Director's Welcome

 

Crickets deserve some respect – and a visit to their own museum. We humans can come along too, but we must shrink ourselves down so we fit inside the Museum for Insects. And so we don’t crush anyone.

This museum is a space for friendly interaction between humans and crickets. With a combination of contemporary artwork and current communication technologies we hope to increase human appreciation for insects and to provide a safe and enjoyable experience for the house cricket museum-goers. The possibility of shared aesthetic experiences through artwork, song, and play motivates the artists who create work for the museum.

Please feel free to chirp along with us. Visit our interactive webcam and visit our physical location at the OSU Urban Arts Space in Columbus, Ohio. We are part of the Engineering Utopia exhibition on view May 30th through July 15th, 2017.

The Museum for Insects was previously hosted by the Peabody Essex Museum in Salem, Massachussets for their Beyond Human exhibition in 2013-2014.

– Amy M. Youngs, Artist and Director of the Museum for Insects
www.hypernatural.com

Biography

Amy M. Youngs creates biological art, interactive sculptures and digital media works that explore interdependencies between technology, plants and animals. Her practice-based research involves entanglements with the non-human, constructing ecosystems, and seeing through the eyes of machines. She has created installations that amplify the sounds and movements of living worms, indoor ecosystems that grow edible plants, a multi-channel interactive video sculpture for a science museum, and community-based, participatory video, social media and public web cam projects.

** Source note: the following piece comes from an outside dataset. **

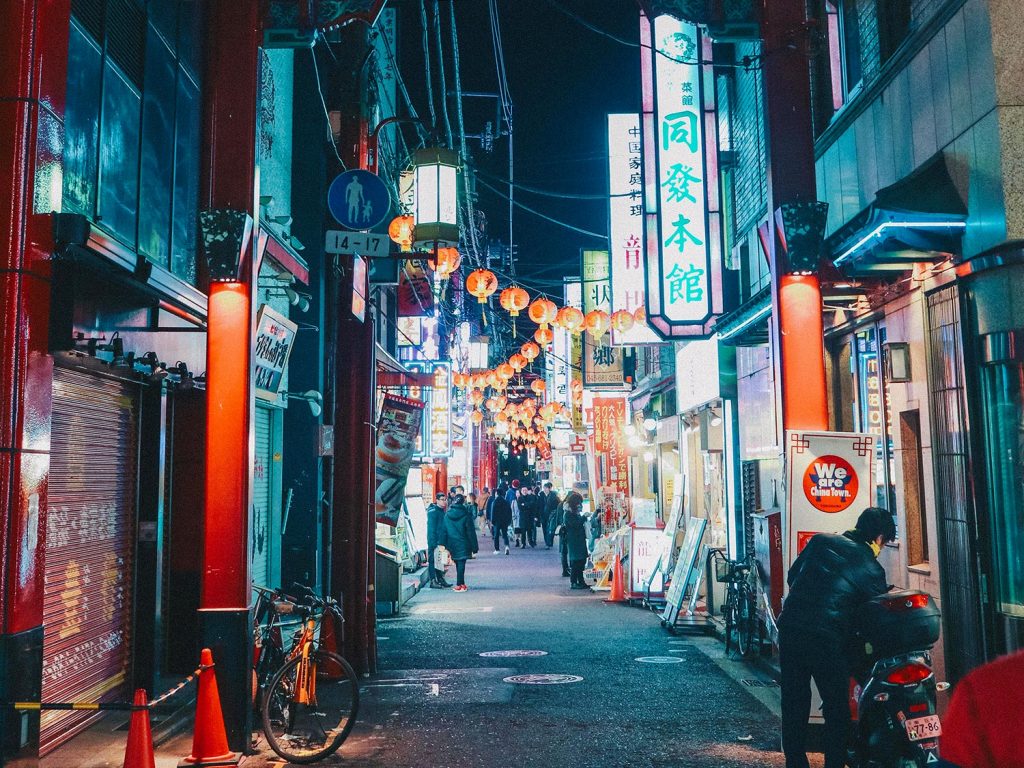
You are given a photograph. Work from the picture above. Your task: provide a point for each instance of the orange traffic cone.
(209, 738)
(617, 593)
(138, 751)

Youngs has exhibited her works nationally and internationally at venues such as the Te Papa Museum in New Zealand, the Trondheim Electronic Arts Centre in Norway, the Biennale of Electronic Arts in Australia, Centro Andaluz de Arte Contemporáneo in Spain and the Peabody Essex Museum in Salem, MA. She has earned an Individual Artist Grant from the Ohio Arts Council, contributed writing to interdisciplinary publications such as Leonardo and the recent book, Robots and Art, and her work has been profiled in books such as, Art in Action, Nature, Creativity & our Collective Future. She has lectured widely, at venues such as the Australian Centre For the Moving Image in Melbourne, Australia and the Walker Art Center in Minneapolis, MN. Born in Chico, California, she moved to San Francisco, where she received a BA in Art from San Francisco State University. On fellowship, she attended the School of the Art Institute of Chicago and earned an MFA in 1999. In 2001 she joined the faculty at the Ohio State University where she is currently working as an Associate Professor of Art, leading interdisciplinary grant projects and teaching courses in moving image, eco art, and art/science.